The report from Blue Cross Blue Shield also shows a link between other health conditions and major depression. Minnesota's millennials ranked second highest in the US behind Utah, with a depression rate of 6.3 percent. Also reports in 2016 say that about 15% of the diagnosed 9 million Americans got affected by depression alone and the remaining 85% were taking other medical treatments.
"The high rates for adolescents and millennials could have a substantial health impact for decades to come", Trent Haywood, the group's senior vice president and chief medical officer, said in a statement. The rate increased faster among millennials (47 percent) and adolescents (47 percent for boys, 65 percent for girls). "Further education and research is needed to identify methods for both physicians and patients to effectively treat major depression and begin a path to recovery and better overall health". The study revealed that, on average, a person with major depression spends more than twice as much on healthcare annually as someone without depression ($10,673 versus $4,283 in 2016).

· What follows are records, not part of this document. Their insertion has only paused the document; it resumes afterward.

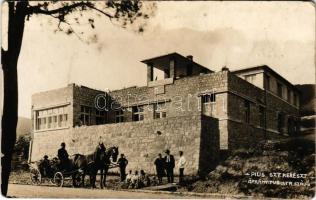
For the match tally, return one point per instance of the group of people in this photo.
(137, 180)
(166, 166)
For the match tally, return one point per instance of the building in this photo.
(184, 106)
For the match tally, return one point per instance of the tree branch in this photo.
(37, 9)
(104, 13)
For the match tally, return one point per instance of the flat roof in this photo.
(175, 55)
(266, 68)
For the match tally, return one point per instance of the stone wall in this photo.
(139, 141)
(183, 96)
(83, 96)
(242, 134)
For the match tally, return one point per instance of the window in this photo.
(261, 116)
(119, 116)
(208, 98)
(51, 118)
(267, 82)
(167, 73)
(247, 111)
(85, 116)
(295, 99)
(189, 70)
(280, 90)
(250, 78)
(160, 110)
(100, 117)
(280, 122)
(208, 104)
(138, 113)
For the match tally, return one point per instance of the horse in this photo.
(92, 163)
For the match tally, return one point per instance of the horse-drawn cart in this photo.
(53, 175)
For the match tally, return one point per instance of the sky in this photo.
(233, 34)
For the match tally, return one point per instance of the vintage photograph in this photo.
(158, 99)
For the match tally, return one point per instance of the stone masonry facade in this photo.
(192, 109)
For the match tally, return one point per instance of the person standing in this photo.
(63, 157)
(169, 165)
(181, 165)
(122, 162)
(159, 162)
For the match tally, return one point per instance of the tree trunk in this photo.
(9, 122)
(17, 13)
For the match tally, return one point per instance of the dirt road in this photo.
(26, 191)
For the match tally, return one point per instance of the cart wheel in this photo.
(77, 179)
(36, 177)
(59, 179)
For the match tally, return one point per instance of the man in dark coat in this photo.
(122, 162)
(169, 165)
(159, 162)
(63, 157)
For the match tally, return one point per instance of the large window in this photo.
(160, 110)
(85, 115)
(247, 111)
(138, 113)
(208, 98)
(250, 78)
(51, 118)
(100, 117)
(119, 116)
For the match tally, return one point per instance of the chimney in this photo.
(190, 57)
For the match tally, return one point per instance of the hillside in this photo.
(24, 126)
(307, 99)
(240, 174)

One potential factor for the quick jump in major depression rates among teens and kids is increased screen time.
Earlier this year, the American Academy of Pediatrics updated its guidelines on treating teen depression, including endorsing a universal screening for children ages 12 and over.
Women living in Minnesota tied with ME for having the highest depression diagnosis rate in the country, with a rate of 8.1 percent.
Whereas, North Dakota has the depression rate of 5%, which is similar to 20 other states of United States. According to the report, Tennessee's rate of depression is five percent, on the upper end of the spectrum.
Utah, Minnesota, Rhode Island, and ME had the highest rates of major depression diagnosis at about 6 percent, while Hawaii had the lowest at 2 percent.
Guastello suggests that higher depression numbers may indicate that more people are recognizing the need to seek assistance.
According to World Health Organisation, more than 300 million people suffer from depression worldwide. "If we can take intervention now, we should see the depression rate plateau and start to decelerate in a few years".